Conventions de GenèveLe CICR veut continuer à développer le droit humanitaire

A l'occasion du 60e anniversaire des Conventions de Genève, le président du CICR Jakob Kellenberger a exprimé mardi sa volonté de mieux les faire respecter, mais aussi de continuer à développer le droit humanitaire (DIH).

Certains aspects doivent être clarifiés.

«Les règles existantes du droit international humanitaire restent tout-à-fait pertinentes et continuent à être très utiles», a déclaré le président du Comité international de la Croix-Rouge (CICR), lors d'une conférence de presse à Genève.

«En même temps, il importe de clarifier certains concepts et de renforcer certaines règles», a-t-il ajouté. Il a souligné la nécessité de renforcer le droit dans le contexte des conflits armés non internationaux.

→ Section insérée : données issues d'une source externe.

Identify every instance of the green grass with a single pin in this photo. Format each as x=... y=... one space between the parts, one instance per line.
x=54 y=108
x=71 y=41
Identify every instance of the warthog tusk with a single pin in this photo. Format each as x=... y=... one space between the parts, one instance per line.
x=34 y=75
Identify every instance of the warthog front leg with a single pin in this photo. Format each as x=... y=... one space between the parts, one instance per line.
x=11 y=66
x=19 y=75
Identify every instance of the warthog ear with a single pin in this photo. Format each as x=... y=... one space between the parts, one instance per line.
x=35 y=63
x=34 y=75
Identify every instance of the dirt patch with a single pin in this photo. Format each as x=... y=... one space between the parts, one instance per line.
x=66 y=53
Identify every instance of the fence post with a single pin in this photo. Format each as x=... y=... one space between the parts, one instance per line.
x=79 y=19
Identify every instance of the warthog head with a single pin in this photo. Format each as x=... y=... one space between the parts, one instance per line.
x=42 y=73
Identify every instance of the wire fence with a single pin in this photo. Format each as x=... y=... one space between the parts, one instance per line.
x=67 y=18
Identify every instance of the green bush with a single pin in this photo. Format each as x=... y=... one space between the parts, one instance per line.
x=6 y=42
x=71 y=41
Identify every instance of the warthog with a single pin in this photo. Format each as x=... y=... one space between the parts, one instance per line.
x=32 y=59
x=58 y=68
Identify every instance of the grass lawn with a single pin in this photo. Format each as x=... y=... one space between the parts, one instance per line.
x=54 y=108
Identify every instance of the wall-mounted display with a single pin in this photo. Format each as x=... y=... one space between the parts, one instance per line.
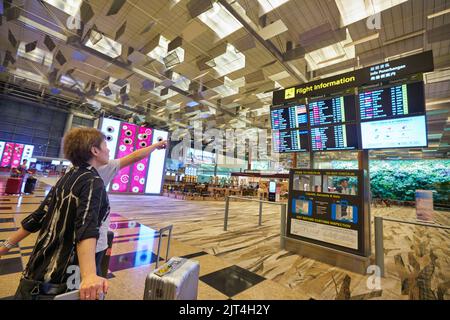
x=12 y=154
x=394 y=133
x=2 y=147
x=332 y=111
x=290 y=140
x=139 y=169
x=338 y=137
x=27 y=152
x=290 y=117
x=391 y=102
x=386 y=71
x=145 y=176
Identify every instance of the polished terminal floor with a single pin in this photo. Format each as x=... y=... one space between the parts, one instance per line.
x=244 y=262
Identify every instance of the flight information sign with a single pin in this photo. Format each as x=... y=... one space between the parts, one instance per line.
x=291 y=117
x=290 y=141
x=392 y=102
x=338 y=137
x=332 y=111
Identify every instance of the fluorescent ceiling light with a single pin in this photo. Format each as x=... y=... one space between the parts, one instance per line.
x=180 y=81
x=106 y=46
x=355 y=10
x=37 y=55
x=229 y=61
x=269 y=5
x=29 y=76
x=331 y=54
x=219 y=20
x=228 y=88
x=160 y=51
x=35 y=25
x=437 y=14
x=363 y=40
x=115 y=88
x=95 y=104
x=146 y=75
x=279 y=76
x=71 y=7
x=268 y=95
x=170 y=94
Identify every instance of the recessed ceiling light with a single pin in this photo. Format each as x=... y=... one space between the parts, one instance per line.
x=230 y=61
x=71 y=7
x=220 y=20
x=106 y=46
x=269 y=5
x=331 y=54
x=37 y=55
x=355 y=10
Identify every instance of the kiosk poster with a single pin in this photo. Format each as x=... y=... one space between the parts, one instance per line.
x=326 y=208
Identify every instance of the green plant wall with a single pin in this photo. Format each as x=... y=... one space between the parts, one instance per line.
x=399 y=179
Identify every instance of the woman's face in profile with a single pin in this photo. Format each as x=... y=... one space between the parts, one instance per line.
x=103 y=156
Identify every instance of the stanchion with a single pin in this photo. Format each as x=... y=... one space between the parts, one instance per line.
x=379 y=251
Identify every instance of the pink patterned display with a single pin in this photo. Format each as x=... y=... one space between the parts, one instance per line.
x=17 y=155
x=7 y=154
x=139 y=170
x=125 y=146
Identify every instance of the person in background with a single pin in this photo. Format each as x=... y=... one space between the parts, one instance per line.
x=107 y=172
x=68 y=221
x=21 y=170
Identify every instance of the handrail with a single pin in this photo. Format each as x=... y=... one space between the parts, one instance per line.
x=379 y=241
x=283 y=207
x=255 y=200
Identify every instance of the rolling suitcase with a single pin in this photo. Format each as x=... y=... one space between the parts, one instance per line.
x=30 y=185
x=13 y=186
x=177 y=279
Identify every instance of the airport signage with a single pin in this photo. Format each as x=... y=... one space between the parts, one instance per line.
x=386 y=71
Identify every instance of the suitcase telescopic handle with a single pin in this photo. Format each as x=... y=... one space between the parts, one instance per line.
x=161 y=232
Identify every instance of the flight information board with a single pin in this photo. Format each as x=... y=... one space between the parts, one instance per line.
x=392 y=102
x=291 y=117
x=290 y=141
x=339 y=137
x=332 y=111
x=406 y=132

Une étude sur les développements possibles du DIH doit être bientôt finalisée. Elle portera notamment sur la distinction entre civils et combattants, les cas d'internement pour des raisons de sécurité, la protection des déplacés internes, a indiqué M. Kellenberger.

Nombreuses violations

Les Conventions de Genève ont été adoptées le 12 août 1949. Soixante ans plus tard, leurs dispositions sont «bien trop souvent violées», a affirmé le président du CICR, mais «de manière générale, le respect du droit humanitaire n'est pas affaibli», a-t-il estimé.

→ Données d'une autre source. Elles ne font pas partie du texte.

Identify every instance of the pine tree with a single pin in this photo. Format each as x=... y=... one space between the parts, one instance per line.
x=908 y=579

«C'est avoir une fausse impression que de penser que les violations sont la règle et le respect du droit l'exception», a déclaré Jakob Kellenberger. Le CICR entend continuer à se battre pour un meilleur respect.

Davantage de civils sont impliqués dans les conflits récents. Les civils doivent être épargnés tant qu'ils ne participent pas directement aux hostilités, selon les Conventions de Genève. Mais ce concept de participation directe n'est pas clair, a reconnu M. Kellenberger. Il importe donc de le préciser.

Le responsable n'a pas exclu de futurs traités ou protocoles additionnels, mais pour l'instant le CICR en est au stade de «l'identification des lacunes». Il laisse ouverte la forme juridique que ces améliorations pourraient prendre.

Guerre contre le terrorisme

Il a fait remarquer que la remise en cause de la pertinence des Conventions de Genève dans la «guerre contre le terrorisme» n'a pas aidé. Elle a servi de prétexte à certains pour ne pas respecter le droit, a-t-il estimé.

Interrogé sur les détentions illimitées au secret sur la base américaine de Guantanamo ainsi que la base de Bagram en Afghanistan, Jakob Kellenberger a estimé qu'il pourrait être utile de développer des garanties pour les personnes internées à des fins de sécurité.

Le CICR fera part mercredi aux représentants des Etats de la nécessité de mieux respecter le droit existant et en même temps de sa volonté d'en clarifier certains points dans le futur, lors d'une cérémonie au siège de l'organisation.